Nel 2024 il gruppo comincia a muoversi con più decisione: arrivano le finali nazionali del Tour Music Fest, il primo singolo “(io)” e una fanbase che diventa parte reale dei concerti, non solo un numero da schermata social.

Il salto più visibile arriva l’anno successivo con Carne Fresca, la rassegna curata da Manuel Agnelli e Giovanni Succi. Dopo il passaggio al Germi di Milano, Agnelli sceglie i Vidage per aprire la data degli Afterhours con i Calibro 35 al Locus Festival di Locorotondo, l’8 agosto 2025. Una di quelle occasioni che non trasformano automaticamente una band in “rivelazione” – parola che andrebbe usata con parsimonia e magari sotto prescrizione medica – ma che dicono qualcosa sulla credibilità live del progetto.

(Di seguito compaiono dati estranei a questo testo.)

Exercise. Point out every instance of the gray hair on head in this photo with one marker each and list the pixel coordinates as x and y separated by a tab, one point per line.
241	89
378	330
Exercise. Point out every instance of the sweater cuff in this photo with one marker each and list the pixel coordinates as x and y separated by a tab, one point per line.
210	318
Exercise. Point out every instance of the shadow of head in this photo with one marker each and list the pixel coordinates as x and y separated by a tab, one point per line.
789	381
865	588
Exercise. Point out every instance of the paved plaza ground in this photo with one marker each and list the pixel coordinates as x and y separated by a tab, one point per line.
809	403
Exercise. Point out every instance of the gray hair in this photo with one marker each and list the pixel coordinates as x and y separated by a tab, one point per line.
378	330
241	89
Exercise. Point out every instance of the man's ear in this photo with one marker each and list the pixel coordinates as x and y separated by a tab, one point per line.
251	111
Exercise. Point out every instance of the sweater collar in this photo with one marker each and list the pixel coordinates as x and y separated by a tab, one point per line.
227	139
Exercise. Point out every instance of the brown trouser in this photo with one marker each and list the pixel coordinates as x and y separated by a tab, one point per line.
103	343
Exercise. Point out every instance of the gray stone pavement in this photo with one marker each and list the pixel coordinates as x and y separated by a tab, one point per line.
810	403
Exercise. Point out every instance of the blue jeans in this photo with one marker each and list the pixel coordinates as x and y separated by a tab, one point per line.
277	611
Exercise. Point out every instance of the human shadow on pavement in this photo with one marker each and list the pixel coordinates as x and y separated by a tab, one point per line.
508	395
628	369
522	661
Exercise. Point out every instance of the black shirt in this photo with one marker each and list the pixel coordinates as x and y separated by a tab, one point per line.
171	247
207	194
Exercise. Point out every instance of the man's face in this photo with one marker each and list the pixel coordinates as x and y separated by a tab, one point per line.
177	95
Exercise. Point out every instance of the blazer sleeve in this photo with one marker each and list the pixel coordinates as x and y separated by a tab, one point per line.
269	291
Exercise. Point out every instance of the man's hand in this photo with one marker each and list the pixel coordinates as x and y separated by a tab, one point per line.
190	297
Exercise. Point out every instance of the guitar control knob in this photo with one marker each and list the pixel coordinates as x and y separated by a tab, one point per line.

Nel frattempo arrivano anche i singoli “Inno” e “Martin Eden”, titoli che confermano una scrittura interessata più all’attrito che alla confezione. I Vidage non sembrano inseguire il brano facile né il ritornello da slogan. Preferiscono lavorare su una tensione continua, su un rock che tiene insieme massa sonora e inquietudine narrativa.

“Anatomia” come punto fermo, ma non definitivo

La produzione dell’album è stata curata dal chitarrista Fabio Tolve, con la partecipazione di Steve Di Fidio, compositore e musicista pugliese. È una scelta che suggerisce un controllo interno piuttosto forte sull’identità del disco.
Non sempre è un vantaggio: autoprodursi, o comunque restare molto vicini alla propria materia, può portare anche a non vedere certi limiti. Ma nel caso di una band all’esordio, soprattutto in un genere dove il suono è parte centrale del discorso, può essere anche il modo più coerente per fissare una prima impronta.

Ad anticipare Anatomia è stato “Senza Fantasia”, singolo già disponibile sulle piattaforme, accompagnato da un videoclip firmato da Giuseppe Schimera e in gara al contest Rock’n’Regions 2026. Un altro tassello di un lavoro che prova a non separare troppo musica, immagine e racconto. Non perché ogni band debba per forza “costruire un universo” – formula ormai buona per qualsiasi cosa, anche per vendere biscotti – ma perché oggi l’identità di un progetto passa inevitabilmente anche da come decide di mostrarsi.

“Questo album rappresenta per noi un punto di arrivo e di partenza insieme”

La formazione è composta da Giorgio Porcelluzzi alla voce, Fabio Tolve alla chitarra, Francesco Digiorgio al basso ed Enzo Somma alla batteria. Quattro musicisti che con Anatomia provano a collocarsi in una zona precisa del rock italiano contemporaneo: quella dove il riff non è decorazione, il testo non è riempitivo e la provincia non è un alibi romantico, ma un luogo da cui partire con un suono abbastanza pesante da non chiedere troppi permessi.

Vidage

Il banco di prova, adesso, sarà capire se i Vidage sapranno trasformare questa prima prova discografica in un linguaggio ancora più riconoscibile. Perché il materiale c’è: chitarre, intenzione, immaginario, una buona dose di inquietudine, che nel rock è sempre un utile ingrediente.